Gilliam, a Yale psychologist, conducts research on the effects of preschool programs, while Stephanie Jones, a Fordham University psychologist, studies the social and emotional aspects of early childhood and adolescence.
About Edward Zigler
Edward Zigler, Sterling professor emeritus of psychology and director emeritus of the Edward Zigler Center in Child Development and Social Policy at Yale University, has dedicated his career to child development and its application to early childhood education.
His studies have focused on mental retardation, psychopathology and the effects of out-of-home care on the children of working parents, but he is best known for his work on intervention programs for economically disadvantaged children.
In 1964, he served on a federal panel of child development experts that planned Head Start, a program designed to promote healthy development and learning in low-income children.

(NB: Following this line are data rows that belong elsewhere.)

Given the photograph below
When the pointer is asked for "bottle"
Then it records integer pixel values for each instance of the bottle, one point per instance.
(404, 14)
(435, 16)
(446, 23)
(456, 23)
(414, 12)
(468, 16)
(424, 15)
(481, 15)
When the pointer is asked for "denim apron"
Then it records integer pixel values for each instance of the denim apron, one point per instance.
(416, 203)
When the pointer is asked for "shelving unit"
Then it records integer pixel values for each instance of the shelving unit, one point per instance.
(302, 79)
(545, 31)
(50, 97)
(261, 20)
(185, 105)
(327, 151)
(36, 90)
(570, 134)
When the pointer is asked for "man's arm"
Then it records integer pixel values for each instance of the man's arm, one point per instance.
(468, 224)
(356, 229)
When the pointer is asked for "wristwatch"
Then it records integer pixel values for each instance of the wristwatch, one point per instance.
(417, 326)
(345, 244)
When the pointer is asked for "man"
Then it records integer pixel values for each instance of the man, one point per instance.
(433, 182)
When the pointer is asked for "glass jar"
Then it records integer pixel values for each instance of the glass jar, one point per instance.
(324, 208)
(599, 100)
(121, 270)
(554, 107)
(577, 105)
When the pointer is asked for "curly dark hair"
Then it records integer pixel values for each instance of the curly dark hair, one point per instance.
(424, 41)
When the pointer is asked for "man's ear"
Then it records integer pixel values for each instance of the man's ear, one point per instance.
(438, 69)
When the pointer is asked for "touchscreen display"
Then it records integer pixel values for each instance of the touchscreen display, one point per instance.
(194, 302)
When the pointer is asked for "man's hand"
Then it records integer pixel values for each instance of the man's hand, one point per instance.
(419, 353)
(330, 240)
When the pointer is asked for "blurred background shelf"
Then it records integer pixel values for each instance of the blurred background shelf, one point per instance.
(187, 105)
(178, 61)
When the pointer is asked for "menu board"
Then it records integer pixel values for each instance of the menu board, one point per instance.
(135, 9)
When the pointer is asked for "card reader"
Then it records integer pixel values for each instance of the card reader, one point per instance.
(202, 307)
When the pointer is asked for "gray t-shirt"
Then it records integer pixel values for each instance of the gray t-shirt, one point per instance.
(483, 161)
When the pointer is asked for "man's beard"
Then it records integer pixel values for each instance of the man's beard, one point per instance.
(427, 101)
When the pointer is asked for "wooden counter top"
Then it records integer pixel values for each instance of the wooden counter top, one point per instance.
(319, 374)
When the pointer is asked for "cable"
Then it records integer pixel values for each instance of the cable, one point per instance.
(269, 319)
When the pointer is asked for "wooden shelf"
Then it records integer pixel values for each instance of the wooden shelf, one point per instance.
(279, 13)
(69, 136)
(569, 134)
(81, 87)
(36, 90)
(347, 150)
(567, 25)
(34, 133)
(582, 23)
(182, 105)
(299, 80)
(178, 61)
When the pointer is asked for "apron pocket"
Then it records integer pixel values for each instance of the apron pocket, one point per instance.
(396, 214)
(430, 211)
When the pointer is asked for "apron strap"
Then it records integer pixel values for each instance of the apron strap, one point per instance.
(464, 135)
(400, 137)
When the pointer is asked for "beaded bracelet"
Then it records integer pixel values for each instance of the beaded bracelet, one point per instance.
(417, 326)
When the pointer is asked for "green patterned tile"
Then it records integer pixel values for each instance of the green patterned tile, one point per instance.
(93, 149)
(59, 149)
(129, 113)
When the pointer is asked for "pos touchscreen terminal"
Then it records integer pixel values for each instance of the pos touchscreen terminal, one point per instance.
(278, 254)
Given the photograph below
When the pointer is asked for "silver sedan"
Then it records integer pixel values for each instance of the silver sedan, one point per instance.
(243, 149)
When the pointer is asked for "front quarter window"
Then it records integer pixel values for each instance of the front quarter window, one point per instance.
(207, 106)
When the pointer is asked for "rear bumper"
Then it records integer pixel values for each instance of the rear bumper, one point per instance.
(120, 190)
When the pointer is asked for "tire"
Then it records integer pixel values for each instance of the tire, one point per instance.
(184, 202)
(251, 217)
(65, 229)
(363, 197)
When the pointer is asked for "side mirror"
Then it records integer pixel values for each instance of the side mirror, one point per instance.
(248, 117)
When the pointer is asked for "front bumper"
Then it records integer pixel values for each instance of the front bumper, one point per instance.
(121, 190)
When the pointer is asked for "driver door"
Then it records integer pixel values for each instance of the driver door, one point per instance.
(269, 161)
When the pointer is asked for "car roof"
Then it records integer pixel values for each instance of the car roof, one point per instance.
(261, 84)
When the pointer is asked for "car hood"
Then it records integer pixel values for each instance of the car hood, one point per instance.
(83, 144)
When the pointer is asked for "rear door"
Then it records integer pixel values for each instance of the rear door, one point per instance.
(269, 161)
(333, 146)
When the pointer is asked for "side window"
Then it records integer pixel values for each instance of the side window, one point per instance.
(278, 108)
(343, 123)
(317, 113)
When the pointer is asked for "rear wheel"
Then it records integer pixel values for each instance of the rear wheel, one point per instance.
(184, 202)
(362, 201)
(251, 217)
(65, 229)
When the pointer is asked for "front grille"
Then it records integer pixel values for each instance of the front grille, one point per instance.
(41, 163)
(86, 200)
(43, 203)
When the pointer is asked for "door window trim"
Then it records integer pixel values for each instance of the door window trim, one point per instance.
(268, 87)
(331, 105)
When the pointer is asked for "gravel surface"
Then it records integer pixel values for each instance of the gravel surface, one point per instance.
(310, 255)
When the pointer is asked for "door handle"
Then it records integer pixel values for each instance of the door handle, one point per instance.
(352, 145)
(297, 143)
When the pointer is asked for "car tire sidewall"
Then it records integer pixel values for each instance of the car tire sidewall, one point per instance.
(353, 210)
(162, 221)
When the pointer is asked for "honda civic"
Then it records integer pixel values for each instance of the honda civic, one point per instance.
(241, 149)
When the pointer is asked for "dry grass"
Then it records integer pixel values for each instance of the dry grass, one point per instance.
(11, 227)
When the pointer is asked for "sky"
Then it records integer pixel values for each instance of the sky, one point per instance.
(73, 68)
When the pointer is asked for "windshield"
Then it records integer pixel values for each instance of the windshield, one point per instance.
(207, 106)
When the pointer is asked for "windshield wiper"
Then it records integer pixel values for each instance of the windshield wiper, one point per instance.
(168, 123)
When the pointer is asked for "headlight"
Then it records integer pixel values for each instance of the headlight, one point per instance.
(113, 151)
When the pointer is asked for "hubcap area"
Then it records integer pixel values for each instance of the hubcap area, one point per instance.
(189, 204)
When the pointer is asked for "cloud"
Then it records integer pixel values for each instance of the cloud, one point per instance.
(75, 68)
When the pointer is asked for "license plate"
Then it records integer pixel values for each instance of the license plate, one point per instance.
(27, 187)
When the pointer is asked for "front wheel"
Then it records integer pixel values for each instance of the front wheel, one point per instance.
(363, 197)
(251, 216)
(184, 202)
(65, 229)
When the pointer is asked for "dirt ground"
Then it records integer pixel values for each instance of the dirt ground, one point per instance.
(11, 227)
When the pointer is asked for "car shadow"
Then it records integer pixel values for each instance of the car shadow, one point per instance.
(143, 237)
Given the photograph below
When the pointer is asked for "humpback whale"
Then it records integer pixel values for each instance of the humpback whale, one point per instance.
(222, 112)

In 1970, Zigler became the first director of the Office of Child Development (now the Administration on Children, Youth and Families) and chief of the U.S. Children’s Bureau. He implemented the Home Start and Healthy Start programs, developed the first performance standards for Head Start, created the first parenting education program for adolescents in schools and established the Office of Child Care. He has since served on many advisory panels for the Head Start program.

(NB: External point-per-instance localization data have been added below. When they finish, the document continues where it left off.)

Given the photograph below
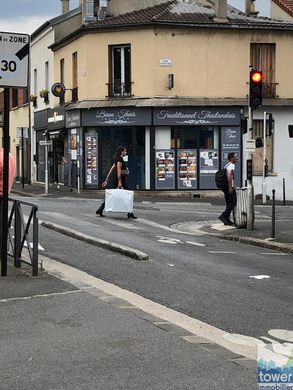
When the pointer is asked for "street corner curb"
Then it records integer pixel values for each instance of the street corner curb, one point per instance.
(112, 246)
(264, 243)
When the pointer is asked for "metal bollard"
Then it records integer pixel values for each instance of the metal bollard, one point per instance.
(273, 233)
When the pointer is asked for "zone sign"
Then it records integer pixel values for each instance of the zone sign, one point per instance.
(14, 59)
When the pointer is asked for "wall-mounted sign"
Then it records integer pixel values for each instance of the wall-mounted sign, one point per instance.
(128, 116)
(72, 118)
(14, 56)
(187, 169)
(165, 62)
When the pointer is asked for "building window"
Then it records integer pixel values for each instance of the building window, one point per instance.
(257, 132)
(263, 57)
(120, 72)
(62, 66)
(74, 78)
(14, 97)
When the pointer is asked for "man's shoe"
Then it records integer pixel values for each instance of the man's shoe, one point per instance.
(224, 220)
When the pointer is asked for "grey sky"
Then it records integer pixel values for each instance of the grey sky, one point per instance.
(25, 16)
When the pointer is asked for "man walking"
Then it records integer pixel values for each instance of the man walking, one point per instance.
(229, 190)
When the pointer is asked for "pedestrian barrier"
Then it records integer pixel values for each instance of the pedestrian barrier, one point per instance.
(240, 211)
(20, 235)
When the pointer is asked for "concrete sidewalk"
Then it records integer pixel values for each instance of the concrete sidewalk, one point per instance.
(69, 336)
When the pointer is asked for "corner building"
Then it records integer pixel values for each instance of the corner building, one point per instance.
(168, 81)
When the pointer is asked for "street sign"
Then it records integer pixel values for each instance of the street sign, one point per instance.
(250, 145)
(14, 59)
(22, 132)
(45, 143)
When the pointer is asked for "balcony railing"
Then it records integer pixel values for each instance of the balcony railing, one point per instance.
(119, 89)
(269, 90)
(74, 97)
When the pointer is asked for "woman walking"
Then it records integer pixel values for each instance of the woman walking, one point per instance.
(119, 173)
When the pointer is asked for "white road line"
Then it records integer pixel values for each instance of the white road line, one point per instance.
(194, 243)
(274, 254)
(194, 326)
(224, 252)
(260, 277)
(40, 296)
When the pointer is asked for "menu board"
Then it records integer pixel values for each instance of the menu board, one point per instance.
(91, 158)
(165, 169)
(187, 169)
(209, 165)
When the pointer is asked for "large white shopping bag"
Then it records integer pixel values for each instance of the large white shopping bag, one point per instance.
(119, 201)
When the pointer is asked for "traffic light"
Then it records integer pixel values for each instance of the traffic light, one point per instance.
(249, 169)
(255, 89)
(271, 125)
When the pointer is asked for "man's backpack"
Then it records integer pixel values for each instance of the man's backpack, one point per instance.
(221, 179)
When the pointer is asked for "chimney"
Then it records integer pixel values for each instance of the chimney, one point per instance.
(250, 8)
(64, 6)
(88, 8)
(221, 11)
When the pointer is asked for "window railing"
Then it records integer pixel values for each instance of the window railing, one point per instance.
(117, 88)
(269, 90)
(74, 97)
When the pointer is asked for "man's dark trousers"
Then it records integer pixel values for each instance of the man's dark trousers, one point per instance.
(231, 201)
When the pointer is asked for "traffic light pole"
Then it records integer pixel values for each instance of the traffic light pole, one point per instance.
(250, 200)
(264, 159)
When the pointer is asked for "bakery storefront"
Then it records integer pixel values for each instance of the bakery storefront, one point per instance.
(177, 148)
(192, 143)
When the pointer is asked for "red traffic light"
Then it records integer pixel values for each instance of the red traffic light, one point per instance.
(256, 77)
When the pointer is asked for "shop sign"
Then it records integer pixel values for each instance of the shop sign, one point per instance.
(72, 118)
(117, 117)
(231, 142)
(190, 116)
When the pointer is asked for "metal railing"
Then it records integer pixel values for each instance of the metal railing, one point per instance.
(20, 235)
(117, 88)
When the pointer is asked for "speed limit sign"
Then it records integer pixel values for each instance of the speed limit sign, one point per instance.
(14, 59)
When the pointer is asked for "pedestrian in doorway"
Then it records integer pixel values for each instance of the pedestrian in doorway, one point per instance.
(11, 175)
(229, 190)
(117, 176)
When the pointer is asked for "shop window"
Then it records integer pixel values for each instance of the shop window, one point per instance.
(263, 57)
(119, 71)
(257, 132)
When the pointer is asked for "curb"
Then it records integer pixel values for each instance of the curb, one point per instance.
(124, 250)
(256, 242)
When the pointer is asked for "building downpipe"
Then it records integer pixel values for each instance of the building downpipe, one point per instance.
(221, 11)
(250, 8)
(88, 11)
(64, 6)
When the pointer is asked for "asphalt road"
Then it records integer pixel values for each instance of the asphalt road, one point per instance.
(206, 278)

Zigler earned a bachelor’s degree from the University of Missouri at Kansas City and his doctorate in clinical psychology from the University of Texas. He taught at the University of Missouri at Columbia for one year before moving to Yale University in 1959. At Yale, he founded the Yale Bush Center in Child Development and Social Policy in 1978, which was renamed for Zigler in 2005.
About Walter Gilliam
Walter Gilliam is assistant professor of child psychiatry and psychology and director of the Edward Zigler Center in Child Development and Social Policy at Yale University.
Gilliam’s research focuses on improving pre-kindergarten and child care services and the impact of early childhood education on school readiness and educational achievement. He earned a doctorate in child psychology from the University of Kentucky in 1996.
About Stephanie Jones
Stephanie Jones is assistant professor of psychology at Fordham University. Her research interests include the effects of poverty and exposure to violence on social and emotional development in early childhood.
In 2002, she received a doctorate from Yale University, where she trained under Zigler at the Edward Zigler Center in Child Development and Social Policy.